Three days later URS won a tug-of-war with North American rival CH2M Hill for Scott Wilson with a knockout bid of £223m, and the fate of both UK companies was sealed.
What both situations have in common is the scramble for growth in a world of rapidly inflating project sizes, global clients and bundled contracts. But the differences couldn’t be starker: EC Harris has chosen the path of independence, while Scott Wilson will be catapulted into the big time, albeit as a small cog in a £6bn-turnover machine.

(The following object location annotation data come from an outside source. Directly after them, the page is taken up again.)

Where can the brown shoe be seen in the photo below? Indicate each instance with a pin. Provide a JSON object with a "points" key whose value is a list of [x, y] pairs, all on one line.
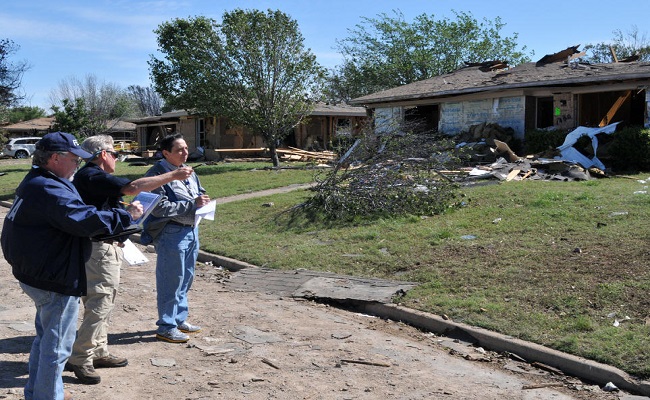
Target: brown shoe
{"points": [[86, 374], [110, 361]]}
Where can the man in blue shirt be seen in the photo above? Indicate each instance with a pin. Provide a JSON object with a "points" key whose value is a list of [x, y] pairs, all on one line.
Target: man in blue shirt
{"points": [[172, 230], [46, 240], [97, 186]]}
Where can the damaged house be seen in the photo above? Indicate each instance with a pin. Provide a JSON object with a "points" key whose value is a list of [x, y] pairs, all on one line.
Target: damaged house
{"points": [[556, 92], [215, 137]]}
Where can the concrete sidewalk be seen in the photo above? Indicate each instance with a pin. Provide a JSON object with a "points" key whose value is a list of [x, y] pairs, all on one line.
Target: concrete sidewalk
{"points": [[296, 283], [373, 297]]}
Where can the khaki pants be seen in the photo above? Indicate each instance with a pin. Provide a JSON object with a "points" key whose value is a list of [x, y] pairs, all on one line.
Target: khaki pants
{"points": [[103, 275]]}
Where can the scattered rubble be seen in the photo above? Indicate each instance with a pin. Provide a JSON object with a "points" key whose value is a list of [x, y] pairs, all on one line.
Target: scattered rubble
{"points": [[491, 149]]}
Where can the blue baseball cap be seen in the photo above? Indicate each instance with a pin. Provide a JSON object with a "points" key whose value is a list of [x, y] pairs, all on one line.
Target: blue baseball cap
{"points": [[61, 141]]}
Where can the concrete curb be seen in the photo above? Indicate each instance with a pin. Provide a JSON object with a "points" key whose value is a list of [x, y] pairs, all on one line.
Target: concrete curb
{"points": [[571, 365]]}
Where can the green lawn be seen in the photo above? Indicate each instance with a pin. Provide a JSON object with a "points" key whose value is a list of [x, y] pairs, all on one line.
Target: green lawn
{"points": [[554, 263]]}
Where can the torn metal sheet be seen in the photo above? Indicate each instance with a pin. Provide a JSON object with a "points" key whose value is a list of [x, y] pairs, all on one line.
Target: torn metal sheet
{"points": [[255, 336], [571, 154]]}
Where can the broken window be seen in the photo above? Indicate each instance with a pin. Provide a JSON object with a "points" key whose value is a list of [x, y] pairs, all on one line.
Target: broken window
{"points": [[598, 109], [426, 116], [544, 112]]}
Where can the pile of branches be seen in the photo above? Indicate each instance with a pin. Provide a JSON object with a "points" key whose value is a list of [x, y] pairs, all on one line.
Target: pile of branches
{"points": [[388, 175]]}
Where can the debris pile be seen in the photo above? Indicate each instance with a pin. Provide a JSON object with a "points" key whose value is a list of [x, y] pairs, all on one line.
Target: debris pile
{"points": [[294, 154], [490, 148]]}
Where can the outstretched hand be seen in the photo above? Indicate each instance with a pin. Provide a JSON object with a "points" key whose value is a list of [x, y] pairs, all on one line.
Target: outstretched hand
{"points": [[182, 173], [135, 209], [202, 200]]}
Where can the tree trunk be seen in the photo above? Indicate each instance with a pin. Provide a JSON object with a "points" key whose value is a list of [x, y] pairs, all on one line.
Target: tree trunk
{"points": [[274, 155]]}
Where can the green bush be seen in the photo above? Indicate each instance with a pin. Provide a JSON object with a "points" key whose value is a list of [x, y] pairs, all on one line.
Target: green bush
{"points": [[627, 150]]}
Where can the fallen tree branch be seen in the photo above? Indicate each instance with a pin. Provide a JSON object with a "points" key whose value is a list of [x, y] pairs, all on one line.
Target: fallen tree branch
{"points": [[377, 364]]}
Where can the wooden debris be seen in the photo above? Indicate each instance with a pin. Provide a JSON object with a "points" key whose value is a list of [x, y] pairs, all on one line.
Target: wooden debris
{"points": [[270, 363], [375, 363], [543, 385], [294, 154], [547, 368]]}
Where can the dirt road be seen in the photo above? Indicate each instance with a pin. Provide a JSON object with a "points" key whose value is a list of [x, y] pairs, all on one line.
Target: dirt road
{"points": [[259, 346]]}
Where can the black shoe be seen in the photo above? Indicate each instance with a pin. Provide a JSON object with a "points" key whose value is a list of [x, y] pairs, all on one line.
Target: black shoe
{"points": [[86, 374], [110, 361]]}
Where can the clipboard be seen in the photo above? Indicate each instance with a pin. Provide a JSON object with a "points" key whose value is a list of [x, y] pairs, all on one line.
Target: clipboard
{"points": [[149, 201]]}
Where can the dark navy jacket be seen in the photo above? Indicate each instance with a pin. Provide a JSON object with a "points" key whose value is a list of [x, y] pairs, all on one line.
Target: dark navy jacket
{"points": [[45, 235]]}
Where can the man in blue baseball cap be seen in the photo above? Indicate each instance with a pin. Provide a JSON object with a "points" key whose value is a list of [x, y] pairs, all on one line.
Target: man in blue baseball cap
{"points": [[46, 240]]}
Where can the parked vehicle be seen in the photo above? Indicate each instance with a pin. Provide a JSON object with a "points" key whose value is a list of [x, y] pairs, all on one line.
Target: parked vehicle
{"points": [[21, 147], [126, 146]]}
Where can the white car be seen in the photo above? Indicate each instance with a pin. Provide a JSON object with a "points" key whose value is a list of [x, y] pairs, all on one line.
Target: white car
{"points": [[20, 147]]}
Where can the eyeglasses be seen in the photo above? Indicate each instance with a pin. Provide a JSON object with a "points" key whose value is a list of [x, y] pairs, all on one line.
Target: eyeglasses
{"points": [[76, 160]]}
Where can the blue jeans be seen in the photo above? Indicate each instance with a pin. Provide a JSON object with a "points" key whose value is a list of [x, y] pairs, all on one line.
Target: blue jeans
{"points": [[177, 249], [56, 325]]}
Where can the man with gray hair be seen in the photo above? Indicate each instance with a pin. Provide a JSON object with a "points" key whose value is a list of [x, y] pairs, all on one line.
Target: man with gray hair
{"points": [[97, 186], [45, 239]]}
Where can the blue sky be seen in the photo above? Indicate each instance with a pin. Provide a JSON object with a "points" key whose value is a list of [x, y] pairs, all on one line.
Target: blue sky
{"points": [[113, 39]]}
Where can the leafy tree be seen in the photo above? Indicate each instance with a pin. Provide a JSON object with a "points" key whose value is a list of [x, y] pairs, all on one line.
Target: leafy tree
{"points": [[252, 69], [25, 113], [146, 99], [102, 102], [624, 45], [11, 74], [75, 118], [387, 51]]}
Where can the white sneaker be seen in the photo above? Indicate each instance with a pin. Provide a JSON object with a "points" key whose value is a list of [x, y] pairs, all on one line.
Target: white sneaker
{"points": [[189, 328]]}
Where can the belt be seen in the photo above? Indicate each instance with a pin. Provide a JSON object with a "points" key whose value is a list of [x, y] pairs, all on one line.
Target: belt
{"points": [[114, 242], [180, 224]]}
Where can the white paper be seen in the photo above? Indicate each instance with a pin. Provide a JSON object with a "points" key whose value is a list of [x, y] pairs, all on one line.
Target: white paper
{"points": [[132, 254], [207, 212]]}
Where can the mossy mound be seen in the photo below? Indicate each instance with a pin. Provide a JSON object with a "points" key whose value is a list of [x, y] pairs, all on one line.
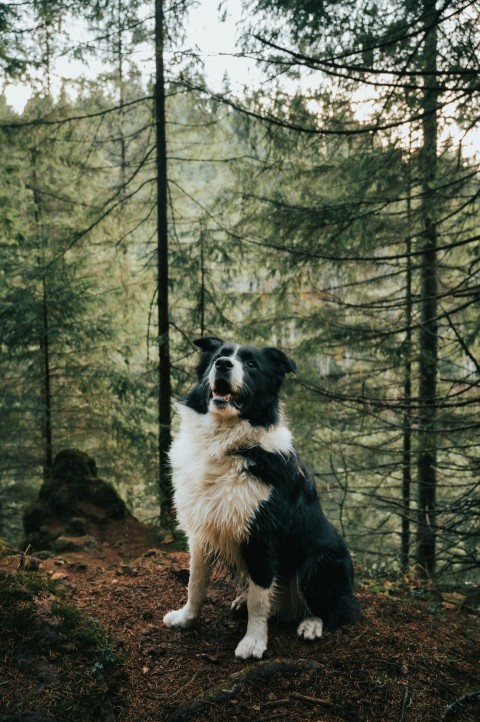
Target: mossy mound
{"points": [[70, 501], [59, 659]]}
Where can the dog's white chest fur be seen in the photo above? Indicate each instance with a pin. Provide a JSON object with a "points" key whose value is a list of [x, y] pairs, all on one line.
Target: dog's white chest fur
{"points": [[215, 496]]}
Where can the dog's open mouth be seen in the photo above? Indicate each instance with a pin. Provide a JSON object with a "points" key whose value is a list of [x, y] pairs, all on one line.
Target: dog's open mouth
{"points": [[222, 394]]}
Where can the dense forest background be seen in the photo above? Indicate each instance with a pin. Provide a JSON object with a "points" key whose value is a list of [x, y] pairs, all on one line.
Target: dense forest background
{"points": [[331, 209]]}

So, as any sensible consultant wonders “where next?”, Building examines the merits and pitfalls of both routes and asks the now famous question: deal or no deal?
When to sell
Last Tuesday morning, Youell shifted uncomfortably in his chair when asked if he had considered a trade sale. As a former banker he was prudent enough not to rule out any option, but said EC Harris had never “hawked itself around for sale”.
Pointing to the convergence point of a Venn diagram in his glass-panelled King’s Cross office, he explained: “You have real estate, engineering and construction and business support. We want to be the market leader as a built asset consultant in the area where all three converge, which is the niche we’ve carved for ourselves.”
The terminology may be vague but the message is clear: “We’re not for sale.” As Youell says, a basic pitfall of going down the Scott Wilson route is a clash of cultures that can ruffle clients’ feathers. “American firms approach customers with answers in quite a dogmatic way. In Europe the approach is to influence and collaborate with the supply chain to deliver an outcome.”
The widespread perception of US firms such as Aecom and Jacobs - which are currently the most hungry for acquisitions in the UK - is of faceless leviathans, but those who have been subsumed by them toe a more pragmatic line.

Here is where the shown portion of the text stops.